Fresh Takes on ‘ Sustainability’ — Except Call It
Neri Oxman, Abrima Erwiah, Tracy Reese, Gabriela Hearst, Eileen Fisher, Karina Givargisoff addressed the issue at U.N. Women USA event.
NEW YORK — “Sustainability” is out and “ecology” is in, so to speak.
“We do not want to sustain. We want to grow, to evolve, to adapt,” said Neri Oxman, a designer, architect, inventor and associate professor at MIT Media Lab who along with earning a PhD in design computation also earned her keep at the Museum of Modern Art, with her work being included in permanent collections in the museum. She focuses on digital fabrication, materials science and synthetic biology applied at scale and across disciplines — including fashion design.

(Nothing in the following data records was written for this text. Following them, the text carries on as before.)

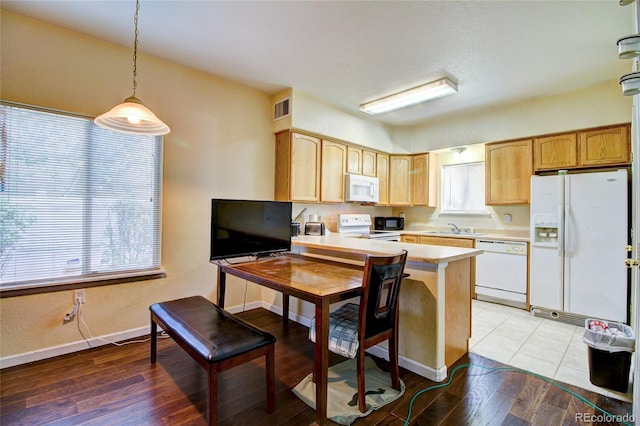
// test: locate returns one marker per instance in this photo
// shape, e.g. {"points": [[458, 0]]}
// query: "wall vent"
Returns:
{"points": [[281, 109]]}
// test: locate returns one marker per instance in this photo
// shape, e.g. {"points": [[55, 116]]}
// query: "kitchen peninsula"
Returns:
{"points": [[435, 301]]}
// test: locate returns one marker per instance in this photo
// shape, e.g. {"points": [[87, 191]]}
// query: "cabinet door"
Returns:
{"points": [[555, 152], [508, 172], [354, 160], [305, 168], [334, 159], [605, 147], [368, 163], [382, 167], [400, 180]]}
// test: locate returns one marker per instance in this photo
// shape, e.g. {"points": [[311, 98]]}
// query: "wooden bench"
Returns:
{"points": [[216, 339]]}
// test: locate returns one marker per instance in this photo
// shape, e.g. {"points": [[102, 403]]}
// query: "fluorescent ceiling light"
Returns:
{"points": [[416, 95]]}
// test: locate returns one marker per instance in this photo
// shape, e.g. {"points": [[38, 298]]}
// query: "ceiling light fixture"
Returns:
{"points": [[629, 46], [459, 150], [131, 116], [426, 92], [630, 84]]}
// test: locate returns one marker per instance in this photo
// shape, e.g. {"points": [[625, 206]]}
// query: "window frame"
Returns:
{"points": [[119, 274], [444, 193]]}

The fashion industry is increasing its awareness, intention and interaction with academia in an ongoing quest for newness and innovative solutions that redefine sustainability.
Oxman was one of six women entrepreneurs harboring a social mission featured on a panel Tuesday night, which also featured Eileen Fisher, sustainability veteran and founder of her eponymous label; Tracy Reese, who is now designing again in her hometown of Detroit under her responsibly minded “Hope for Flowers” collection; Gabriela Hearst, whose upbringing in a remote town in Uruguay informed her label’s “long-term view” and “sustainability” mind- set; and Karina Givargisoff, founder of philanthropic-focused
Mission Magazine.
The conversation was moderated by Abrima Erwiah, who cofounded artisanproduced lifestyle brand Studio One EightyNine alongside Rosario Dawson.
The philanthropic event was hosted at
Pen and Brush (a 125-year-old nonprofit for female writers and artists) by the U.N. Women USA New York chapter, the largest chapter of the U.S. National Committee to U.N. Women, on the cusp of the 25th anniversary of the Beijing Declaration and Platform for Action.
Setting the stage for more women protagonists (or the very least, basic human rights) is the mission of U.N. Women and its subsidiary networks. According to a
May report titled “Unraveling the Fabric Ceiling” from PwC Consulting, only 12.5 percent of apparel and retail apparel companies in the Fortune 1000 are led by women; compared with nearly 18 percent for the financial services industries or some 20 percent in utilities and the aerospace and defense industries.
Fisher, who despite being the head of her business, is accustomed to taking a quieter stance in projecting her company’s mission. As she and her team shared to WWD, she has been taking to the stage more of late.
“I always felt we couldn’t tell our story too loudly, because we’re not perfect,” she said. Fisher talked about a couple of pivotal moments of revelation, the first being a stint living in Japan as a graphic designer wherein wabi-sabi (the art of imperfection) and the longevity of the kimono laid the foundation for her first fashion designs — and uniform dressing.
The second revelation was brought on by a trip to China where the designer witnessed how much water really goes into garment production, even for a simple T-shirt.
In so many words, Fisher turned to her team, but realized as the woman in charge it was her responsibility if she wanted Eileen Fisher to be a company that embedded sustainability into its core. The B Corp recently celebrated a 10-year milestone of its take-back program.
Each woman similarly had this cathartic moment of deciding to do something more. For Hearst, it began with a commitment, a symbol of six bangles stacked on her wrist — each representing the $100,000 she would raise for the charity “Save the Children” toward famine relief efforts in Turkana, Kenya with the help of her retail partners Net-a-porter and Bergdorf Goodman in 2017. The goal was met within two days.
For Reese, it was asking herself: “How can I do better?” She started over, a few times really.
She launched the Tracy Reese label in 1987 with the aid of a loan from her father, then again several years later. But at either time, “I didn’t control the purse strings. A lot of the overall decisions for my company were made by men.”
She started again with “Hope for Flowers,” which is two seasons old and responsibly designed. She also moved back to Detroit, helping to be part of the city’s resurgence with the ISAIC Factory, a sustainable community-minded apparel manufacturing hub. She aims to build an artisan studio next to the factory.